Мэри-Лу покатилась со смеху.

– Ну, вы шутник, Арт. И комплименты откалываете, только держись.

Когда они шли к бару Коблера, он как бы невзначай коснулся ладонью ее руки. Кожа у нее была теплая и сухая, и Арту вдруг стало грустно. Душный комок подкатил к горлу и застрял там. Он не знал, почему ему грустно, но понимал, что грусть эта как-то связана с прямыми светлыми волосами, с доверчиво-смеющимися синими глазами, с теплой и сухой кожей ее руки. И с ним. Он не понимал, что где-то в его сердце рождалась нежность – чувство для него незнакомое и даже опасное, потому что пока в его мире места для нее не было, а ломать привычный мир всегда опасно.

Они начали встречаться, и как-то вечером, глядя, как она расчесывает волосы перед маленьким в радужных разводах зеркалом, он сказал ей:

– Ты знаешь, я не хотел говорить тебе, но… – Она быстро повернулась, и в глазах начал расплываться, обесцвечивая их, испуг. – Я на крючке.

– На каком крючке? – в голосе ее звучала тревога.
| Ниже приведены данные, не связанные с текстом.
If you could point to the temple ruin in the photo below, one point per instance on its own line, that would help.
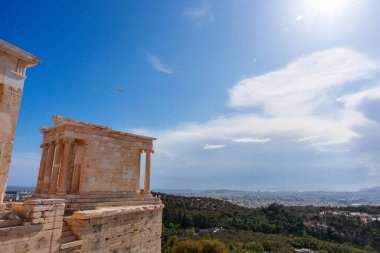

– На белом снадобье. На героине.

Губы ее разошлись в улыбке, но страх в глазах не исчезал.

– Давно?

– Несколько месяцев.

– Ты бросишь. Ты обязательно бросишь. Ты ведь хочешь бросить?

– Теперь да. Раньше мне было все равно.

– Тогда ты бросишь, милый. Ты ведь сильный. Я нюхом чувствую, какой ты сильный. Ты, может быть, и сам не знаешь, какой ты сильный. А я знаю, я никогда не ошибаюсь. Ты мне защитник, один во всем свете. И ты бросишь эту дрянь ради меня. Бросишь?

Она посмотрела на него, и в глазах были испуг и надежда. Арт был оглушен. Волна острой нежности захлестнула его сердце. Он нужен кому-то. Его просят о чем-то. Просто нужен и просто просят. Ради него самого, без всякого расчета…

Впервые за последние дни комок в горле Арта растаял, растворился и вышел наружу несколькими слезинками, которые проложили две холодные дорожки по его щекам. Первые дорожки на щеках за много-много лет. А может быть, первые в жизни, потому что, сколько он себя помнил, он никогда не плакал. Конечно, он бросит, возьмет себя в руки и бросит. Это ведь в конце концов не так уж и трудно. У него ведь воля что надо – захочет – и сделает. Для Мэри-Лу сделает, для этих синих теперь уже не смеющихся глаз. В лепешку разобьется, наизнанку вывернется, из своей шкуры выскочит, только чтобы в синих родных глазах снова заскакал, запрыгал веселым щенком смех.

Мэри-Лу тихонько провела пальцем по его щекам, и там, где ее палец касался его кожи, влажные дорожки тут же высыхали.

– Все будет хорошо, – торопливо шептала она, и шепот ее был полон ласки и веселья, от которого становилось на душе грустно, – все будет хорошо.